Back to ECG #1 in this Case: The reasons why I was immediately concerned about acute OMI on seeing ECG #1 were: i) The history of new-onset chest pain severe enough to summon EMS; ii) The hyperacute T waves in the chest leads; and, iii) The fact that no less than 11 out of the 12 leads on this ECG (ie, all leads except aVR) are abnormal!
- Clearly — i) and ii) are more than adequate for activating the cath lab — but, I think it important to get GOOD at recognizing ST-T wave abnormalities, even when they are not as flagrant as the hyperacute T waves in ECG #1.
- Proportionality — is the KEY word for appreciating that the T waves in leads V2-thru-V4 are hyperacute in view of the history of recent chest pain. T waves tower over the QRS complex in leads V2 and V3 — and, T wave amplitude in lead V4 still exceeds QRS amplitude in this lead.
- Neighboring Leads — is the KEY concept for appreciating that the T waves in leads V5 and V6 of ECG #1 are also hyperacute — since the Shape of these T waves is quite similar to T wave shape in leads V2-thru-V4. Even though T wave amplitude in leads V5 and V6 is less — their similar shape tells you this is part of the overall process. And, in the context of these T wave abnormalities in leads V2-thru-V6 — we can confidently say that the coved and slightly elevated ST segment in lead V1 is also abnormal!
- R Wave Progression — is telling in ECG #1, because there is no more than a minimal r wave in leads V1 and V2 — and, the R waves that subsequently form remain quite small through to lead V6. Compare the amplitude of these chest lead R waves in ECG #1 — with the prehospital ECG (shown above) — in which transition occurred by lead V2, with substantial R wave amplitude in the mid-chest leads. This loss of R wave is clearly the result of the large anterior STEMI that this patient has just had.
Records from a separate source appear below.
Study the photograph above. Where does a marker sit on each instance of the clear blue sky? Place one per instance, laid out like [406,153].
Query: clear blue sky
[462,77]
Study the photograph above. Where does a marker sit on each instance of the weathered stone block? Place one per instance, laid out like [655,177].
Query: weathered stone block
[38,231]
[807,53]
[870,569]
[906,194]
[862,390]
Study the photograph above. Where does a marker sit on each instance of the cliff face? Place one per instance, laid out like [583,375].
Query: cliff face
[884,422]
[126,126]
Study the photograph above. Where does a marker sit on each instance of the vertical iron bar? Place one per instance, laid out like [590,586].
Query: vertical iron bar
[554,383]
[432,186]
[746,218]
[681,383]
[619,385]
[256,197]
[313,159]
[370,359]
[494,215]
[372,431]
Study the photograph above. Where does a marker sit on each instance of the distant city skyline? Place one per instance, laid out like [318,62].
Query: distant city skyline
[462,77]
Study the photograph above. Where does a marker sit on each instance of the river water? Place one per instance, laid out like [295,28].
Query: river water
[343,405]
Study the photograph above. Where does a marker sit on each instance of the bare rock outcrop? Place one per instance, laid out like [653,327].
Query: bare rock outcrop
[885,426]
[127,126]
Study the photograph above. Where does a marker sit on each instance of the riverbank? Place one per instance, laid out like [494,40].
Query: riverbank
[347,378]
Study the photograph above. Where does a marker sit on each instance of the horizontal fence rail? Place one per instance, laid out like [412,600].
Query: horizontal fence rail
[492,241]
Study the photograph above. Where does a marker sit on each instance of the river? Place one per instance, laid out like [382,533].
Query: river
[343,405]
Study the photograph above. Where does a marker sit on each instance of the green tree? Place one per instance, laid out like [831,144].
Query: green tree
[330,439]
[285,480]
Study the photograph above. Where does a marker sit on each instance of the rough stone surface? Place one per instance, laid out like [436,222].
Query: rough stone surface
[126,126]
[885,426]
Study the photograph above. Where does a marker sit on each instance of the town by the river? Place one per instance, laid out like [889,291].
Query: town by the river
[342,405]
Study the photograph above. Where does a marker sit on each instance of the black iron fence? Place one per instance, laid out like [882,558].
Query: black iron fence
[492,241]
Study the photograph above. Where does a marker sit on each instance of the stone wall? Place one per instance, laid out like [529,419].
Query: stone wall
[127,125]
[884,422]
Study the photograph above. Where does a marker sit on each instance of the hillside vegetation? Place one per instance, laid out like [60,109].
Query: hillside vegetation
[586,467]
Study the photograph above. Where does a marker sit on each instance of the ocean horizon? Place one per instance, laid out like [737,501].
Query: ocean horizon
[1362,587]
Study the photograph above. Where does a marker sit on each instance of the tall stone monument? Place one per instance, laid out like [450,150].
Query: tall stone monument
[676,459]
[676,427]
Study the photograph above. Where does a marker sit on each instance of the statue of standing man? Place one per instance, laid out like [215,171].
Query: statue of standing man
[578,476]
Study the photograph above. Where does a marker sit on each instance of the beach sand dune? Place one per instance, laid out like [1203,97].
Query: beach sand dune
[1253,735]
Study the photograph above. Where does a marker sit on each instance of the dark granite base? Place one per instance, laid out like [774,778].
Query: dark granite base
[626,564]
- ST Straightening — is the KEY word for appreciating that there are ST-T wave abnormalities in no less than 11 of the 12 leads in ECG #1. First — Note the shape of the normal ST-T waves in the chest leads of the June 7 Case (BOTTOM in Figure-1) — in which there is a gentle upsloping concavity to the ST segments, with imperceptible (smooth) transition between the end of the ST segment and the beginning of the T wave. Contrast this with distinct ST Segment Straightening in leads I, II, aVL, aVF; and V2-thru-V6 (parallel RED lines in ECG #1). In addition, this ST straightening in leads V5,V6 manifests an abrupt angulation at the ST segment-T wave juncture.
- Finally — there is the coved ST segment with shallow T wave inversion in lead III. By itself, in association with the predominantly negative QRS complex in this lead — this might not be an abnormal finding. But in the context of definite ST segment straightening in neighboring inferior leads II and aVF — the ST-T wave in lead III must be assumed as part of the overall picture.